In today’s switched on world almost all divorce applications are filed online via www.comcourts.gov.au. The application will probably take around 45 minutes to fill in and check. Once again, you will need a copy of your marriage certificate so it can be scanned and added to the application as an attachment. You will also need to add to the application your affidavit which must be signed by a lawyer or Justice of the Peace and then scanned and added to your online application.
Unfortunately, couples who have been married less than 2 years cannot use this method and must provide evidence that you have visited a marriage counsellor before you file. You can find out more about what you early quitters need to do HERE
Service is the process of delivering or posting documents to a party after the docs have been filed with the court. It’s all about ensuring that the other party parties has a copy of any documents that were given to the court. If you have made a joint application, you do not need to serve your spouse with any documents.
If you have made a sole application you must serve the following documents on your spouse: a sealed copy of the Application For Divorce (a sealed copy is a copy of a document which has an original court seal stamped on it); a copy of the Marriage, Families and Separation brochure; and any other documents filed with the court, except the copy of your marriage certificate.
The documents must be served on your soon to be ex at least 28 days before the court hearing.
[If your spouse is overseas they must be served on them 42 days before the hearing.]
The court takes these time frames very seriously, so even 1 or 2 days over the correct time could muck up your service and delay your court hearing.
Here’s a short video all about serving divorce papers:
There is a fee to file your application and it should be the only court fee relating to your divorce. There is also a reduced fee, if you are eligible.
Here is information on the current Federal Circuit Court fees.
And for those in WA, here are your divorce application fees.
♦ If there is no child of the marriage currently under 18, you are not required to attend the hearing. This applies for both sole and joint applications.
Court – It ain’t as dreary as it looks (circa 1932)
♦ If you make a joint application and there is a child of the marriage currently under 18, neither you nor your spouse are required to attend the hearing. However, it’s considered important to have worked out proper arrangements for the care and welfare of your kids, as the divorce order will only take place when the court is satisfied that this has been done.
One way this can be done is through having a parenting plan which should be prepared at the time you’re both separating.
♦ If you make a sole application and there is a child of the marriage currently under 18, you must attend the hearing.

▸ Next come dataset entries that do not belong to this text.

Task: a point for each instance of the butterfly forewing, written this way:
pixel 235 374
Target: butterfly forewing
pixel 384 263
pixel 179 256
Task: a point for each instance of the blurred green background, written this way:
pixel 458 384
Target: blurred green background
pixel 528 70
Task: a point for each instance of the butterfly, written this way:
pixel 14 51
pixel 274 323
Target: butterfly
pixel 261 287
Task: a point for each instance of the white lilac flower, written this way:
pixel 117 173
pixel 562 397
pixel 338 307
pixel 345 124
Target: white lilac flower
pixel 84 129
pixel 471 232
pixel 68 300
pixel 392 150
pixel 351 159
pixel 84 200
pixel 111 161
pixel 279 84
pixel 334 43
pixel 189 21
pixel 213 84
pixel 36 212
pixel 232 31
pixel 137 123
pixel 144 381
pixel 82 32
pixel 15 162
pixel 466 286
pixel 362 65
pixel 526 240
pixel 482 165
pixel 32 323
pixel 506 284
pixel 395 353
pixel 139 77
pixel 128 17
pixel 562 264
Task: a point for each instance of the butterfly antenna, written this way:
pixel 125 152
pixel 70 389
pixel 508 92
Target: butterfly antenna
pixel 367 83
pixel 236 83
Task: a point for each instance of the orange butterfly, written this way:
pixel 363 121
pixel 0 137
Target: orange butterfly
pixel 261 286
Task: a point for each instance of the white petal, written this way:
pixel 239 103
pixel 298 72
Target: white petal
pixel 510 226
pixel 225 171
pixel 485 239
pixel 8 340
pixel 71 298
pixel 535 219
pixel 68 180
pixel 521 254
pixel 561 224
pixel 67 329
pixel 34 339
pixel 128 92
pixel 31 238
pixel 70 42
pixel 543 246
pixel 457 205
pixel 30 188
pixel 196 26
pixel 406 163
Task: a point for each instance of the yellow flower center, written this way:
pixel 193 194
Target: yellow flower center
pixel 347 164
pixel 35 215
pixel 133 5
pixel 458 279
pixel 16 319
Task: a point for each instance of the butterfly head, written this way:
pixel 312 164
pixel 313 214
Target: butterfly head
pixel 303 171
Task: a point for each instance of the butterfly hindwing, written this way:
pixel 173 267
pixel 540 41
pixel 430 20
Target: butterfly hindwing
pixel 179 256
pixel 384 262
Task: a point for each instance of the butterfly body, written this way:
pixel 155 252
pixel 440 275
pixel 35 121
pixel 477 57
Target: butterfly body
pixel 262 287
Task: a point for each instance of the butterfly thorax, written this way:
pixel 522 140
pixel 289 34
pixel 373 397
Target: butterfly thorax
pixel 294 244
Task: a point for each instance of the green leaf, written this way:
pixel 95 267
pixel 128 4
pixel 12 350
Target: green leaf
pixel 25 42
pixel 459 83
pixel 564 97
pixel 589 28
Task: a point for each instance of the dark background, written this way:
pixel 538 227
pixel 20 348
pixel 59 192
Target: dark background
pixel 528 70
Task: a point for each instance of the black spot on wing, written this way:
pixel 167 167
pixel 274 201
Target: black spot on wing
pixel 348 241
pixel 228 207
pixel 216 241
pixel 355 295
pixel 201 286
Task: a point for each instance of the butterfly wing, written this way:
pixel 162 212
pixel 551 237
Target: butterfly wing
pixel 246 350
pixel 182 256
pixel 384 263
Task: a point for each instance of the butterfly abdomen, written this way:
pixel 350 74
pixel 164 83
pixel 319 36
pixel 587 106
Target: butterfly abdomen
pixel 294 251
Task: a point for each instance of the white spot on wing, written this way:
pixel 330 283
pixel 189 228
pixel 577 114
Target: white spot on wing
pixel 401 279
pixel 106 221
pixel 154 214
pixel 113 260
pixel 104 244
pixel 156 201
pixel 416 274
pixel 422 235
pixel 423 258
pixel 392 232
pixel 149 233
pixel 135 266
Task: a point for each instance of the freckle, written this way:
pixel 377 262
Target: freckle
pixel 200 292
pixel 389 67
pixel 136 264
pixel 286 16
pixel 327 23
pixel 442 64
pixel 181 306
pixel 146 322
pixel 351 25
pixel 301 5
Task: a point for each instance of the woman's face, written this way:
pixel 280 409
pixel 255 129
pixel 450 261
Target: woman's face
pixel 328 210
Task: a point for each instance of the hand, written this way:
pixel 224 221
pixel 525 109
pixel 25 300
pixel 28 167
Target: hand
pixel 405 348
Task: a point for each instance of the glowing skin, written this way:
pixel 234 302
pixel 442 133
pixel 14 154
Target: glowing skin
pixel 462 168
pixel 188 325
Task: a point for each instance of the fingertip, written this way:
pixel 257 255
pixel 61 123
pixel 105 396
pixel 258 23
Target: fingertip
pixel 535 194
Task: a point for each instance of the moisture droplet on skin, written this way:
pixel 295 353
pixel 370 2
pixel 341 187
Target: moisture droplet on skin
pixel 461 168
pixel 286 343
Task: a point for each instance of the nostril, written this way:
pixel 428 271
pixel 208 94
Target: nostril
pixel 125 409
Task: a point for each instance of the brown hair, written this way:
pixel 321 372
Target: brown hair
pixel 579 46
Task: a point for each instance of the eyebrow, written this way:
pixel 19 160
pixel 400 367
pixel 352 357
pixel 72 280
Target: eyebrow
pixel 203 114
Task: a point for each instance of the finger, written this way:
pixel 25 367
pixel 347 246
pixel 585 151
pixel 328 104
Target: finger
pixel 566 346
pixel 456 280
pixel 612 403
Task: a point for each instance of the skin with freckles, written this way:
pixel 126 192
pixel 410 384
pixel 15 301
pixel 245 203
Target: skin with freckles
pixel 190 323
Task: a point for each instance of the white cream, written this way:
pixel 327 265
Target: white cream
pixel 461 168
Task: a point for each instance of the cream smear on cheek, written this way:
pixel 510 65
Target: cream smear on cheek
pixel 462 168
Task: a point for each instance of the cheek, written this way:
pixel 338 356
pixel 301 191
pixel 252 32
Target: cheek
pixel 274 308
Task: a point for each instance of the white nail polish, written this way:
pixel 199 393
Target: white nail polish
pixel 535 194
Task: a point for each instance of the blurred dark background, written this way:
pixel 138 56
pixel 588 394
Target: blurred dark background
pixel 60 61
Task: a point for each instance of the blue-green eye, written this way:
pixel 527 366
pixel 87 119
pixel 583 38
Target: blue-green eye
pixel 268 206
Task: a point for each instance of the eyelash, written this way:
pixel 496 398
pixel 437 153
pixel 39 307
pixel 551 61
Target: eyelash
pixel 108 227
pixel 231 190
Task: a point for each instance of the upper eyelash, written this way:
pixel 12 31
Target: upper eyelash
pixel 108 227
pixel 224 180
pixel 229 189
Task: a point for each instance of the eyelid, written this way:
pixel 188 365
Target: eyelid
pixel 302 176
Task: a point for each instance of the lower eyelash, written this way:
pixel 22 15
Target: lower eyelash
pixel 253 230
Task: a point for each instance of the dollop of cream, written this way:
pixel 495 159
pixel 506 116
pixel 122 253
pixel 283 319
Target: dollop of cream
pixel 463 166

In certain circumstances, you can apply to the Court in writing to appear by telephone.
Arrangements for children, maintenance and shared property
The granting of a divorce does not decide issues about property, maintenance or parenting arrangements for your children.
If you want to make arrangements about these issues you can:
◊ make an agreement with your spouse and file it with the Court, or
◊ seek orders from the Court, where you and your spouse cannot reach an agreement.
And don’t forget it’s important to advise all relevant government agencies (eg Centrelink) of any separation as this could be relevant to social security and child support purposes.